I disagree. You will benefit more from trying and failing than you will from not trying. You can't learn all of QM in two weeks, but you may learn enough to pass the interview.

I guess my comment comes from experience dealing with TA's who said they knew Quantum Mechanics and didn't.

 

[Mitadru Banik]

I have already read Resnick and Eisberg but still there are many confusions about the subject which is not good for my interview. Actually the interview is for my MSc admission. So i need a easy book which can remove my most of the confusions about the subject.

 

[gadong]

What happen if the function is an harmonic oscillator function?

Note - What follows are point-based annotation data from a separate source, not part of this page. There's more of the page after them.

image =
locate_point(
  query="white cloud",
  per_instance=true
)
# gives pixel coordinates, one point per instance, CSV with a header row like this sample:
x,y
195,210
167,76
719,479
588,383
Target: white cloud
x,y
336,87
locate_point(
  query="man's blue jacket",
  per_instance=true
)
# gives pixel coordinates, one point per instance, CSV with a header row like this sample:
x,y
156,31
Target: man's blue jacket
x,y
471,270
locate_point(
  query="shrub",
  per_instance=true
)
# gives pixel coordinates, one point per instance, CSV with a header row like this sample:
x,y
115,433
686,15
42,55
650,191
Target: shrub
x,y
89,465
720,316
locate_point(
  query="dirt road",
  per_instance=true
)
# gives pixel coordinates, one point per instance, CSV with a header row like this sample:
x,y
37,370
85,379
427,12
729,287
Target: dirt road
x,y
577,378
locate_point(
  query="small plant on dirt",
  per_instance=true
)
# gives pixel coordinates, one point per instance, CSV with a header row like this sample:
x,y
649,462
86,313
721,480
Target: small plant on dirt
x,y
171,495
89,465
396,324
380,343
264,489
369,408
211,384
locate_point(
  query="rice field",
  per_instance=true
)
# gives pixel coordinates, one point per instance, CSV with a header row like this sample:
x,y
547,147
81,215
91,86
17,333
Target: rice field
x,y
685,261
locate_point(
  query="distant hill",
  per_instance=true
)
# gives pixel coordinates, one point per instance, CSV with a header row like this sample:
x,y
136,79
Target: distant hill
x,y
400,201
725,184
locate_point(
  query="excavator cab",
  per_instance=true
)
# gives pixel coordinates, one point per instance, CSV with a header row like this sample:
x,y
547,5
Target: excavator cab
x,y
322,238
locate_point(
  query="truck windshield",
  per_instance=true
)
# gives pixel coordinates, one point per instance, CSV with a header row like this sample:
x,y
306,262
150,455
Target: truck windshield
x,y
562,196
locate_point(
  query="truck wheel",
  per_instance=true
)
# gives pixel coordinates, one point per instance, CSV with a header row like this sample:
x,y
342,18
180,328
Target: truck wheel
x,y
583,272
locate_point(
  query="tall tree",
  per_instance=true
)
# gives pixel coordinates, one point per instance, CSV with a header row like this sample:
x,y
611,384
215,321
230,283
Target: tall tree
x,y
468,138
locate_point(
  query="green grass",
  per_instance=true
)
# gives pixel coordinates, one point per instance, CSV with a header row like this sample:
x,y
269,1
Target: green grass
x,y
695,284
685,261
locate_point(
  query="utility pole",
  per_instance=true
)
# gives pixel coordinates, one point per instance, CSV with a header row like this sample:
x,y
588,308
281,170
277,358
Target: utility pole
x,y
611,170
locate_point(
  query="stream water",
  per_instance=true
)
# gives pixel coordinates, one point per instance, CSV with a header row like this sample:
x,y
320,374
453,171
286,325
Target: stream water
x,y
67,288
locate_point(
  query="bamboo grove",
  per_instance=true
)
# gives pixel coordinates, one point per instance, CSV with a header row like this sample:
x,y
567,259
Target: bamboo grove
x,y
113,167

The de Broglie model describes free particles, which have constant momentum and hence a well-defined and constant wavelength.

For particles that move through regions of changing potential, the wavelength changes from point to point. If you want to pursue this analogy, think of light moving through a region of changing refractive index: the wavelength changes from point to point. To describe light "waves" mathematically in this situation you would need to consider contributions from more than one wavelength, i.e. by using a sum of harmonic terms, otherwise known as a Fourier series or integral.

The wave functions that arise in the Schroedinger equation can similarly be thought of as Fourier series or integrals of harmonic functions that conform to certain boundary conditions.

...Incidentally, looked at in this way, the momentum operator mentioned above by Hilbert2 appears naturally as a (well-known) mathematical property of Fourier transforms.